Error: INVOKE_CHAINCODE failed: transaction ID: f6ab6dbd747ddf25ebfe158eea5a9b0b7478d6a031b66a08a4f3c2f02fe2f7fe: cannot retrieve package for chaincode test/1.0, error open /var/hyperledger/production/chaincodes/test.1.0: no such file or directory"

This message indicates that the chaincode container is unavailable. However, if you have ascertained that the chaincode is installed and instantiated on the peers and is only unavailable because of the dependent container startup delay, then you can implement customized handling at the application resiliency layer to recover the transient failure.

Recommended handling

To handle chaincode to chaincode communication errors, unique error codes can be propagated by the caller chaincode and the client application can be programmed to identify and categorise these as retriable errors based on the same. You can retry with exponential backoff for recovery.

No LedgerContext found error
Some of the errors are not thrown as part of the validation phase VSCC but occur during the execution phase. There could be multiple reasons for these errors, and they often happen if any of the operations on the ledger are taking longer than the expected time.

Error message:

ERRO 09f [ddc81d1b] Failed to handle PUT_STATE. error: no ledger context runtime.goexit /opt/go/src/runtime/asm_amd64.s:1333 PUT_STATE failed: transaction ID: ddc81d1bcb69eecd6c6bbcf85ba16b2168486d4b232ef3c03fe5bbc7bb2adea1 github.com/hyperledger/fabric/core/chaincode. runtime.goexit

Recommended handling

These error scenarios can be handled in chaincode wherein a unique error code can be propagated by the chaincode and the client application can be programmed to identify and categorise these as retriable errors based on the same. You can retry with exponential backoff for recovery.

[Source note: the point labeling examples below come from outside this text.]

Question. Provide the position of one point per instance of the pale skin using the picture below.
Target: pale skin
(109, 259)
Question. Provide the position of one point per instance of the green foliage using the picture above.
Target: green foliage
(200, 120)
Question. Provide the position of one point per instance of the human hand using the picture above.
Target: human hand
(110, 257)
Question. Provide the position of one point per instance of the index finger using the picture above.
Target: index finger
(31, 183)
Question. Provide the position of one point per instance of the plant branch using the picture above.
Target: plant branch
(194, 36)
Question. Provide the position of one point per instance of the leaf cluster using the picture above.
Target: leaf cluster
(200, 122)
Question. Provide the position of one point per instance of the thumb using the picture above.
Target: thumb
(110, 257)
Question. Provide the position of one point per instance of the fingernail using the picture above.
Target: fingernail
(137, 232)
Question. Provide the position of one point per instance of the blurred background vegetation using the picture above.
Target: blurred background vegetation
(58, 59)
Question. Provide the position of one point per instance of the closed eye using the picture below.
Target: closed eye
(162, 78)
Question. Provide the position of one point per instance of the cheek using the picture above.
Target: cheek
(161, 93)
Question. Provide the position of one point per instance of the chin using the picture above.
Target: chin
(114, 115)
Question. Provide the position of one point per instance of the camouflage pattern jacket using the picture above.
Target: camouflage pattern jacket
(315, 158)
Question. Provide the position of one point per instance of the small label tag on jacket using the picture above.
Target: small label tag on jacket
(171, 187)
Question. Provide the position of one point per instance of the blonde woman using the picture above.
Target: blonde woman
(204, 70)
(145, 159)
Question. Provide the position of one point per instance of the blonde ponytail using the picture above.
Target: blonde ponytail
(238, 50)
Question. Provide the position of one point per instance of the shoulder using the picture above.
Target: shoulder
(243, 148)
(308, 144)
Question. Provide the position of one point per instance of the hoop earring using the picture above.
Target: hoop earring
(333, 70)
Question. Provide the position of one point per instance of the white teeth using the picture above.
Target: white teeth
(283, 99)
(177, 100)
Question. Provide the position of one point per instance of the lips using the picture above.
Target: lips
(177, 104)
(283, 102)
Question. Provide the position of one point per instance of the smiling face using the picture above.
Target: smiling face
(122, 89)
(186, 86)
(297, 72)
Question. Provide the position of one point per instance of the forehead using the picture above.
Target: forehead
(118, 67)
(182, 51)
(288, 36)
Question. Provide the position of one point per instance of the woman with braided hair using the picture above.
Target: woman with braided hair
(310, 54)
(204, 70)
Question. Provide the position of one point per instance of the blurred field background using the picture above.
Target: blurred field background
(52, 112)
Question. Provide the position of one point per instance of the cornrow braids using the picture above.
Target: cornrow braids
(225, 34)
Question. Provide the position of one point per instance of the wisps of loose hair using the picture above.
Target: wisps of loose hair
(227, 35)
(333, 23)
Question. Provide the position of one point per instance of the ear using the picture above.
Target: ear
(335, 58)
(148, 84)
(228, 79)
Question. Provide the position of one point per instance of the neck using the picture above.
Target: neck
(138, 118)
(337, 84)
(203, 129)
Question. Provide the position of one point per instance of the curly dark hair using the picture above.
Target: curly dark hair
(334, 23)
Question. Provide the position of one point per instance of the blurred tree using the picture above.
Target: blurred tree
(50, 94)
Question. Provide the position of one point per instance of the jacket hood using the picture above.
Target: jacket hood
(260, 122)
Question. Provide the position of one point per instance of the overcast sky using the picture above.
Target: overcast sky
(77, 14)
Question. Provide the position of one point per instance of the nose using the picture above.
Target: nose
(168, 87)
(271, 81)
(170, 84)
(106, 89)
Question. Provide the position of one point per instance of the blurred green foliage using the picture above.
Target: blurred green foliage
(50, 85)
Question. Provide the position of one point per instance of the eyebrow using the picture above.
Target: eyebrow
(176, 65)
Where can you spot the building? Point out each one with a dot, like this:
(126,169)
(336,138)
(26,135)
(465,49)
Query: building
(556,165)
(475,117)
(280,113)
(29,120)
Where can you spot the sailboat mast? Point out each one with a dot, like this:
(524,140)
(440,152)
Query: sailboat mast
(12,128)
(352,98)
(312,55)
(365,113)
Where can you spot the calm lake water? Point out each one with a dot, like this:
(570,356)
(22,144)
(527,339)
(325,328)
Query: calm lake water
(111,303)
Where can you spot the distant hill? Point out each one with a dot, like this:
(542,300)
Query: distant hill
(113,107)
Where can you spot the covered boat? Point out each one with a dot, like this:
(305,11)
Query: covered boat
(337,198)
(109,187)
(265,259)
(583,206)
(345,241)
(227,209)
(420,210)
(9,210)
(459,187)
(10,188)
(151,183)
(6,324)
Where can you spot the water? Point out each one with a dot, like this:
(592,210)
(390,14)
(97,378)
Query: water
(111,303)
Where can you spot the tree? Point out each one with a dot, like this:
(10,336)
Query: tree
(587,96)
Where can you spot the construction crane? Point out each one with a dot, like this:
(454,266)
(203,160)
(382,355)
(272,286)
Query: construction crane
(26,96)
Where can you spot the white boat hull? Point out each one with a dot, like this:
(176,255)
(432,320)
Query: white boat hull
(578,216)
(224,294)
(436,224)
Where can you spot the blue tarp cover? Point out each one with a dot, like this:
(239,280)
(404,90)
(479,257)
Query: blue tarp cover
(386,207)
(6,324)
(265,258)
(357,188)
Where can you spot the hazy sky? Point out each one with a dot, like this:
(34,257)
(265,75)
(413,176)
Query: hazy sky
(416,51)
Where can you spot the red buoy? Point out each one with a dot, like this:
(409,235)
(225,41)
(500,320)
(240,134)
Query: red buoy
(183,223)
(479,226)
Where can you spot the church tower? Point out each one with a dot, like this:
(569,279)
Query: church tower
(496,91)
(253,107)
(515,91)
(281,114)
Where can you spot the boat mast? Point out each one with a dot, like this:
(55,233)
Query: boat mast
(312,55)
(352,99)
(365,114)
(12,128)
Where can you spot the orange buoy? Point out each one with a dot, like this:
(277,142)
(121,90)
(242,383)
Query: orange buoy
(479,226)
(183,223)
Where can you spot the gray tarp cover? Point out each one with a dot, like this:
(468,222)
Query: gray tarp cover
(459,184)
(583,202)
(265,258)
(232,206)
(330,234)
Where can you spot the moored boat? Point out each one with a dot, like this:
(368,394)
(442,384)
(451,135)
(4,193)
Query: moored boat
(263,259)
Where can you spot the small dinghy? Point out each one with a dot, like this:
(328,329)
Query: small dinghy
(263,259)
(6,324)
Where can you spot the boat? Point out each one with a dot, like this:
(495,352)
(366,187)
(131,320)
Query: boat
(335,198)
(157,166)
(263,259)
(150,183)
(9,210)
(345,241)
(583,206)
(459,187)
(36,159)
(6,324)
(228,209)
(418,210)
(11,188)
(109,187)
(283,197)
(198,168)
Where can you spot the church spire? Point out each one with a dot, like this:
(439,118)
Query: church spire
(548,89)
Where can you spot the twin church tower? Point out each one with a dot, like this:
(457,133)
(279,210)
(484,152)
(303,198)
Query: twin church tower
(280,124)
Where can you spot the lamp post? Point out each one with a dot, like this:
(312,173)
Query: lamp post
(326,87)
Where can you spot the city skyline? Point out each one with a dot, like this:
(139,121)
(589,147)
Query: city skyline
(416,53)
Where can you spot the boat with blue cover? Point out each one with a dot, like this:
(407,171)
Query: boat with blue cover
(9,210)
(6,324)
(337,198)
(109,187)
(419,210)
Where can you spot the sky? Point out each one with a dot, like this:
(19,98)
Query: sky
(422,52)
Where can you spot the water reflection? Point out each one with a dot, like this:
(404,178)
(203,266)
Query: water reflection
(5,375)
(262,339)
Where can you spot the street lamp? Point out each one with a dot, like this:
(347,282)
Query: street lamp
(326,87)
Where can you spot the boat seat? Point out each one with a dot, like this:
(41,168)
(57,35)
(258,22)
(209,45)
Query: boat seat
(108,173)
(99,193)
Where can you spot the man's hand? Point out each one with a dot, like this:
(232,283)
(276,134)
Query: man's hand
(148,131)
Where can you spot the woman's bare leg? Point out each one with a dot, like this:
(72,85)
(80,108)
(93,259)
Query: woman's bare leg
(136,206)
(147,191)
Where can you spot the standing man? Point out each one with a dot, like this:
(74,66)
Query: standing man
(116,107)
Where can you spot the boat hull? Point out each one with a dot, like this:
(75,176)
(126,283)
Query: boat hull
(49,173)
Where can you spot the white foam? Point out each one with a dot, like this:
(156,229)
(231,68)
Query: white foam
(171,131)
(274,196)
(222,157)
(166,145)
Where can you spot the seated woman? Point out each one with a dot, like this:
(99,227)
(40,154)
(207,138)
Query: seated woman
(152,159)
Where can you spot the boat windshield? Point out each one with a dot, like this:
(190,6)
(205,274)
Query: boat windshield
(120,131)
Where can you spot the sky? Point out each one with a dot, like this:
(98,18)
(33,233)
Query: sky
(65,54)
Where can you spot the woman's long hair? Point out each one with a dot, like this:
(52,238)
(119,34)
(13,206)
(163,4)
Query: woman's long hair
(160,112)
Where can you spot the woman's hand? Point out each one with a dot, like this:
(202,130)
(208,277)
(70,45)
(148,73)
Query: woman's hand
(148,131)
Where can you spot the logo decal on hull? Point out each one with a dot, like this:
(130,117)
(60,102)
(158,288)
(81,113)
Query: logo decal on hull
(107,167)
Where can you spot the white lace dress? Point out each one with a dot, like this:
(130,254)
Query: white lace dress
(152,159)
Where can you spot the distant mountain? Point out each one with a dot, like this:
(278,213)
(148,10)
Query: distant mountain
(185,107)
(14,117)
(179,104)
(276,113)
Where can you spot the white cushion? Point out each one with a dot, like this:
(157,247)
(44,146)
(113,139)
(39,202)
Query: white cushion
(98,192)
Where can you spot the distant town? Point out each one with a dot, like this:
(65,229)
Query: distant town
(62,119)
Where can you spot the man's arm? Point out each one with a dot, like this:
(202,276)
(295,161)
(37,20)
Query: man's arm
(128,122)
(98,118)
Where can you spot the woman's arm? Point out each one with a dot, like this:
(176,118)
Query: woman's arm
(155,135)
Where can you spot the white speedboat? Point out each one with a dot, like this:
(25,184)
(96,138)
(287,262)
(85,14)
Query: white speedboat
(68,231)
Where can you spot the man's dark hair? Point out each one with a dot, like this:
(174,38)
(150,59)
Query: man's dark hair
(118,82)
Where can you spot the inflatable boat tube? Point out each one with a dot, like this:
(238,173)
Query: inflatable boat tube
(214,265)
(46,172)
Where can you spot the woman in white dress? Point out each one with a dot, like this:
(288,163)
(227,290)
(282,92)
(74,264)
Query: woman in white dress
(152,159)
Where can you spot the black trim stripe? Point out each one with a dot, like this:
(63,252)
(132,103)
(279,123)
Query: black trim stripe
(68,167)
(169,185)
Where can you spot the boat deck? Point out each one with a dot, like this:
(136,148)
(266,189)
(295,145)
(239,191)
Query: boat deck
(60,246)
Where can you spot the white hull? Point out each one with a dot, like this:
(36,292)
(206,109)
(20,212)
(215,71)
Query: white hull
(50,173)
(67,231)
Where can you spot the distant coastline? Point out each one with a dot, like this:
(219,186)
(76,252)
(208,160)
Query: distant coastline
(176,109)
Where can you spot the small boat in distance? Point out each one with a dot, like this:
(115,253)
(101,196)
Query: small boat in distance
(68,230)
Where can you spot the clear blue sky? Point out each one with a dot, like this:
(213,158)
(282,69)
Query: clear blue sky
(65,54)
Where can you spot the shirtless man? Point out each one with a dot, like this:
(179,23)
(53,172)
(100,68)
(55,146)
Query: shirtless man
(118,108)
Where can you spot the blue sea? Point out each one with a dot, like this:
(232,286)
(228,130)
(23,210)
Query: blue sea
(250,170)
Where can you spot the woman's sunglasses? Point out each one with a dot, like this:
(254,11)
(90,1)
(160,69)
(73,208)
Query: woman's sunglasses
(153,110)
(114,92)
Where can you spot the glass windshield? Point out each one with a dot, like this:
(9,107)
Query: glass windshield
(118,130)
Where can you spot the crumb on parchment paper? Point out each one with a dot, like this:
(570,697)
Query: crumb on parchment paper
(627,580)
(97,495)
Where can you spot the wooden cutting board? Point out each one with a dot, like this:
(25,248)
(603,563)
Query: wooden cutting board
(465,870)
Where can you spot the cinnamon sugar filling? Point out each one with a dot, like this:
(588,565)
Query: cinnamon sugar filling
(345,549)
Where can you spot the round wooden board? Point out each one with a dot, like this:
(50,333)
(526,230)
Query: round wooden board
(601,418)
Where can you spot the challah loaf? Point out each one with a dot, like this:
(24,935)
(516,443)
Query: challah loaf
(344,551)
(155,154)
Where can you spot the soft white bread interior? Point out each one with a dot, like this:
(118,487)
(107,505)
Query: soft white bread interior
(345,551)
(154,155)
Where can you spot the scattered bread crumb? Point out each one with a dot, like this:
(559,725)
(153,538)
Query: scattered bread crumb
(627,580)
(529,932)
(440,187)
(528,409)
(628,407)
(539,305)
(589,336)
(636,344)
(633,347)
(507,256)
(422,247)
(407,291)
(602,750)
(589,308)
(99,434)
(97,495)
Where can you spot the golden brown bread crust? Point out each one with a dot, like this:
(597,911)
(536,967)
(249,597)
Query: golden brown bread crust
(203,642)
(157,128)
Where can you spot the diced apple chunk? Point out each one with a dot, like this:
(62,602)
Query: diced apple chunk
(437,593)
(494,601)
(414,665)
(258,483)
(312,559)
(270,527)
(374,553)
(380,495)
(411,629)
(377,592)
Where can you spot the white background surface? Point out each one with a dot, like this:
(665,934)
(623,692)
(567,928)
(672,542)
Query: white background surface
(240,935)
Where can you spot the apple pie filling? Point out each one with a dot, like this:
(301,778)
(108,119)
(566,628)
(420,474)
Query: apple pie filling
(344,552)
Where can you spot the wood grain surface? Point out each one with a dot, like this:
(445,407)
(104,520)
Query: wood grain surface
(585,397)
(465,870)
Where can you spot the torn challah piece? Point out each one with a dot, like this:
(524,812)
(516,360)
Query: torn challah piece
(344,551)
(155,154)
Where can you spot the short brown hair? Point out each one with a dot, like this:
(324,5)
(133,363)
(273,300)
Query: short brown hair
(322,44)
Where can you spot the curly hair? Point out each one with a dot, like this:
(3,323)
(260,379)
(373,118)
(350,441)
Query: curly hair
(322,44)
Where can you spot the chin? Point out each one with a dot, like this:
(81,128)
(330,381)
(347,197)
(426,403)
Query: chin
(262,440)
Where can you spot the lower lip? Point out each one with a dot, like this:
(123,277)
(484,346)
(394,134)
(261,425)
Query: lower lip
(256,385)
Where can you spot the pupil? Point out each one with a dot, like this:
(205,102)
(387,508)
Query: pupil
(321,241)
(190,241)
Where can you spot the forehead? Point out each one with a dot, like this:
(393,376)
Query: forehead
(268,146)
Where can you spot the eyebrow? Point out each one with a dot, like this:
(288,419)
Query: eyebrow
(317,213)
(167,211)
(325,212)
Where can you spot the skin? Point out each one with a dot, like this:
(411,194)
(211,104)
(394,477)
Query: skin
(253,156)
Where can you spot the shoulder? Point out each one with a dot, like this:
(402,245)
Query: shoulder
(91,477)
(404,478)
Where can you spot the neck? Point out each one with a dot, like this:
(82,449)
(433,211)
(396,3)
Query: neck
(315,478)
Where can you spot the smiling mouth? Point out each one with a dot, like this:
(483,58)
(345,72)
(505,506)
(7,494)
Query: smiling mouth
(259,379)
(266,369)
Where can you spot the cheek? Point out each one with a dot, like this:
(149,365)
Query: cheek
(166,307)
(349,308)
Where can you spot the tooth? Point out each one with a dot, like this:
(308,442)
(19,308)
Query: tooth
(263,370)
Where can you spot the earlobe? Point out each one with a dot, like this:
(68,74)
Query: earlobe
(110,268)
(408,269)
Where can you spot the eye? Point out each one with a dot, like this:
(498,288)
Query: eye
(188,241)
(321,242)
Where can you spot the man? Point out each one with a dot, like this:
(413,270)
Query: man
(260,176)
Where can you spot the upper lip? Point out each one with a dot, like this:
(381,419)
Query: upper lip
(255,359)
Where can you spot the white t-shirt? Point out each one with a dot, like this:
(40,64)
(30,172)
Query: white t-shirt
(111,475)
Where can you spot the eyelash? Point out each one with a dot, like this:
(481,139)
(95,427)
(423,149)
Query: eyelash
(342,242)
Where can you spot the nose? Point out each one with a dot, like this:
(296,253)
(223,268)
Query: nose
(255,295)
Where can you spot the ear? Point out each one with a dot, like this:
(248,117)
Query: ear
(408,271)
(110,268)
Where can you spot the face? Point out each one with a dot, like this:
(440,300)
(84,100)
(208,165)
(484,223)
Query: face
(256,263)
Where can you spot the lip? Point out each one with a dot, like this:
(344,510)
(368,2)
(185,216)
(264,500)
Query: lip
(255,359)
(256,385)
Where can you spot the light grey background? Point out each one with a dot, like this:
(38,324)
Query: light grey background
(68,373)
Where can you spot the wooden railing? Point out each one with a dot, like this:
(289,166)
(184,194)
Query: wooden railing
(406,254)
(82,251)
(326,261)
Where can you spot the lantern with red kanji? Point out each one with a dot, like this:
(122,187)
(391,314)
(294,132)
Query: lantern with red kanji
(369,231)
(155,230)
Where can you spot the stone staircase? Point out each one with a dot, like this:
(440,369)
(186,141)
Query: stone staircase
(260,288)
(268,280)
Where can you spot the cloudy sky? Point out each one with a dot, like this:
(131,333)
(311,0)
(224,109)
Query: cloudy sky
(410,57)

ValidationCode=17 and ValidationCode=18 errors

Some of the chaincode invocation can fail with error validationCode=17 or validationCode=18. validationCode=17 indicates EXPIRED_CHAINCODE and validationCode=18 indicates CHAINCODE_VERSION_CONFLICT.

Problem summary

The transaction submitted on an older chaincode container that later expired because of the availability of a new container; during the validation phase (VSCC), the transaction gets rejected.

Error message:

Nov 22 16:32:52  peerxxxxxxx-r2yyyy  peer  2021-11-22 11:02:52.180 UTC [valimpl] preprocessProtoBlock -> WARN fdd59 Channel [XXXXX]: Block [22596691] Transaction index [3] TxId [2224af5907927c60fad8b39f82537620b89d438ee5c44229533a3779985b833f] marked as invalid by committer. Reason code [EXPIRED_CHAINCODE]

Recommended handling

You can program the client to identify and categorise these as retryable errors. You can retry with exponential backoff for recovery.

Summary

These are some of the major types of errors that you might run into in any blockchain-based application. By understanding these points of failure ahead of time, you can have the right configurations, error handling, and recovery strategies in place from the design phase to deployment. This is crucial to building a resilient architecture.